7 thoughts on “At Ardbeg, Pt. 2: Lunch (Scotland)

  1. Hi there,

    I had lunch once at Glenfiddich. I recommend that if you have not alredy tried it. As to Islay – I can recommend the restaurant at Port Charlotte Hotel, Port Charlotte. Unfortunately I have no experience with other distillery cafes on the island
    Have a nice trip.


  2. We tried to eat at the Port Charlotte Hotel on this trip—we had no reservations and were turned away even though the entire restaurant was empty. It is not unlikely that they were in fact booked up but there was a two second pause from our asking if they had a table to a not very convincing “no” from the manager that made us think otherwise. This was in the main restaurant—there seemed to be another dining area at the lower level that was completely full—maybe a group? Anyway, we ended up at the Lochside Inn/Hotel in Bowmore and that was definitely our worst meal of the entire trip, not just on Islay.

    Will keep the Glenfiddich cafe in mind if I ever get to make it to the Speyside.


    • Hi there,

      sorry to hear that…. should have mentioned that we were there very early in the year in March to be precise.
      And a second thing… British table booking customs always amaze me.
      It seems they hold a table booked for 8.00 pm from opening time to 8.00 pm.
      So it can and does happen that they turn you away when you ask for a table without booking if you arrive
      at 6.00 pm or even earlier.
      If you have booked thus you can be sure that your table is waiting at the booked time when you arrive.
      For bussiness it would be better to have guests at that said tabel twice in the evening or day.
      Even if there is a certain risk the first guests are not leaving in time…
      anyway makes me think that I would rather not want run a restaurant.



  3. By the way, I’ve been back in the US from Scotland for more than a month now. However, the Old Kiln Cafe report is largely current in that daily specials aside, the rest of the menu seems fixed (and there are pictures of it in the gallery). Based on what we ate I’d suggest it’s probably all pretty good. And I have a feeling that many of the specials probably repeat often too in a given season.


  4. The Old Kiln Cafe is, as far as I know, a rarity among distillery restaurants, if not unique. My hazy recollection of the cafe at Kilchoman is that it was okay, but nothing on that order.

    I’ve eaten at the Port Charlotte Hotel many times, but always in the pub, and always in October, when it’s not quite so busy. I have to say, though, that recently, I’m having more trouble getting served when I just walk into a restaurant, even at that time of year. It’s a bit of a problem for me, because I’m not really organized enough to say in advance what time I’m going to show up for dinner, or even where, sometimes.

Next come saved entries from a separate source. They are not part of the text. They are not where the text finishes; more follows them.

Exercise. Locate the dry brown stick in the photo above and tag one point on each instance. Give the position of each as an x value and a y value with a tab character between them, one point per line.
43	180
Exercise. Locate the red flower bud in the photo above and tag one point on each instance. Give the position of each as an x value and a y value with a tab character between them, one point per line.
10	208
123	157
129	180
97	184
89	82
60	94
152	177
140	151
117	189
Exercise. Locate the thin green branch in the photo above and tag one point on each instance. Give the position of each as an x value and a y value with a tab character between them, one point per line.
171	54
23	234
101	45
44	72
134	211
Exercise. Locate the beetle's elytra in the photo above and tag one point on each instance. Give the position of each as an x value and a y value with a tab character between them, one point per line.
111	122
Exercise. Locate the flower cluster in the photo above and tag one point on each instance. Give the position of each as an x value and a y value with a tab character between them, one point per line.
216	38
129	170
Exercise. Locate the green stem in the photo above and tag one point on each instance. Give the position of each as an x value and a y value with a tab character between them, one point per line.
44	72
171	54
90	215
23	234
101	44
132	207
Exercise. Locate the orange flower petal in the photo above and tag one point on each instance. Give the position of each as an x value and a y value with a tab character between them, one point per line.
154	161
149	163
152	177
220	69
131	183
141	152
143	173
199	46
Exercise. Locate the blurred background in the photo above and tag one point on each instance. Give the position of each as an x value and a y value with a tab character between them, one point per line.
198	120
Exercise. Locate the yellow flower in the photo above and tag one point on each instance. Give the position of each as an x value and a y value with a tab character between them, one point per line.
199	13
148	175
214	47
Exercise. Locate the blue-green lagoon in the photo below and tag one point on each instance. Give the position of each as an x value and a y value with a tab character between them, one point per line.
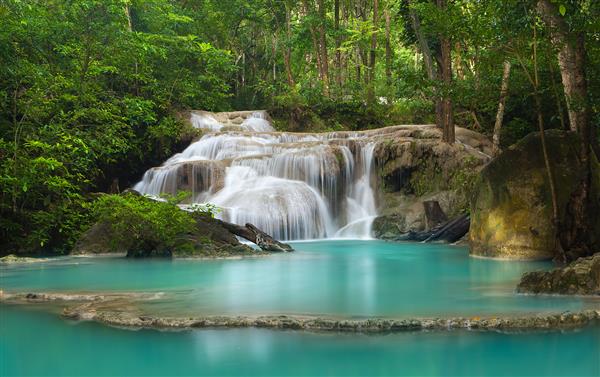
353	279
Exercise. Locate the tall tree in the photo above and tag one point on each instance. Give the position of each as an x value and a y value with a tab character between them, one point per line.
501	107
373	52
323	47
575	231
446	72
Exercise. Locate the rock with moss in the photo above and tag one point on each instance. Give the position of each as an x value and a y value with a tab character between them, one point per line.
581	277
141	227
12	258
415	166
511	209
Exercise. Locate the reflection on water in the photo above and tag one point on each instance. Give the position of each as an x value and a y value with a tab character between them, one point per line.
38	343
340	278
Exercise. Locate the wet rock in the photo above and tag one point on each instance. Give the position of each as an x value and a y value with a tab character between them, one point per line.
371	325
511	209
12	258
581	277
414	167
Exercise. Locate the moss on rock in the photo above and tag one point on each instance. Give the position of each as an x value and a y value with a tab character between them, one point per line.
511	210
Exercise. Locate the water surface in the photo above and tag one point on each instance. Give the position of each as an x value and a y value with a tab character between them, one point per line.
336	278
38	343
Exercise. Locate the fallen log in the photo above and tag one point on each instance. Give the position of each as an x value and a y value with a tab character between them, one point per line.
449	231
256	236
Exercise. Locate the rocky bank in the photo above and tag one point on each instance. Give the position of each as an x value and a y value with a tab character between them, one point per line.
511	208
581	277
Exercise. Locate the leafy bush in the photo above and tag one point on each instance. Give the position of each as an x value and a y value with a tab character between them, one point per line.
144	226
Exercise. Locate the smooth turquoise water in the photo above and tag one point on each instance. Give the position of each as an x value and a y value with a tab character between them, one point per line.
345	278
38	343
340	278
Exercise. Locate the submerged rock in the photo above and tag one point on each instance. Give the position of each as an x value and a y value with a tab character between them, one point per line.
581	277
415	167
369	325
123	310
511	209
12	258
209	239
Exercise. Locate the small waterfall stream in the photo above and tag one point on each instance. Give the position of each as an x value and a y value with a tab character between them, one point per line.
291	185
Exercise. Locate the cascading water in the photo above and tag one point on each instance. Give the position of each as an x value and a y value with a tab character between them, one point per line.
291	185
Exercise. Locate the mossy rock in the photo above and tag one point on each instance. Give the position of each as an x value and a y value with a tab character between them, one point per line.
511	207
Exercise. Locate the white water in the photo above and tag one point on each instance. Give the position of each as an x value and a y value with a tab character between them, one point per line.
292	186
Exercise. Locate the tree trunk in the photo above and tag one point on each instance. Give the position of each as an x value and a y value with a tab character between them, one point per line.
287	51
575	231
501	105
315	42
423	45
338	42
373	52
571	59
388	49
446	60
323	48
432	73
460	73
256	236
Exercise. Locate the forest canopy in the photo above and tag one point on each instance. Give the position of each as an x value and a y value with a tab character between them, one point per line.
92	90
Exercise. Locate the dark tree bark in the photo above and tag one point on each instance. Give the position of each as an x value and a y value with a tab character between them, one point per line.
388	49
287	51
571	59
323	48
338	42
373	52
446	70
431	70
575	231
256	236
501	105
315	41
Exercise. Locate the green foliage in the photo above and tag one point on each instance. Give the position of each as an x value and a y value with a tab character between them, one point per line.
90	92
143	226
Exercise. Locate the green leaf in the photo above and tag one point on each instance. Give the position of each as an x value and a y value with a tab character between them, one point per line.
562	9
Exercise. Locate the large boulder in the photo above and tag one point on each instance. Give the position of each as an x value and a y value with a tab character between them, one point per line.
581	277
209	239
415	167
511	209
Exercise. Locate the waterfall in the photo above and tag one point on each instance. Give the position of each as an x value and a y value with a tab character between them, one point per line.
291	185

    It could be worse–Michael Jackson (you know which one I mean) reported once that he couldn’t get a sandwich to go during Feis Ile, because he hadn’t booked. If they won’t serve Michael freakin’ Jackson, what chance do you or I have?


  5. I can back up Kallaskander: the Glenfiddich food offering is pretty good.

    I agree with you, though: given that these distilleries are located in the more remote parts of Scotland, surrounded by coast or countryside, there maybe ought to be more attempting the restaurant side of things with a focus on local produce. It would underline the ‘terroir’ storyline, surely? I’d certainly pay more for a ‘draff-fed’ steak.


  6. In terms of distilleries serving real food, my only experience/recollection includes Ardbeg, Glenfiddich, and Glenlivet. The last one was pretty anonymous, but Glenfiddich was very nice.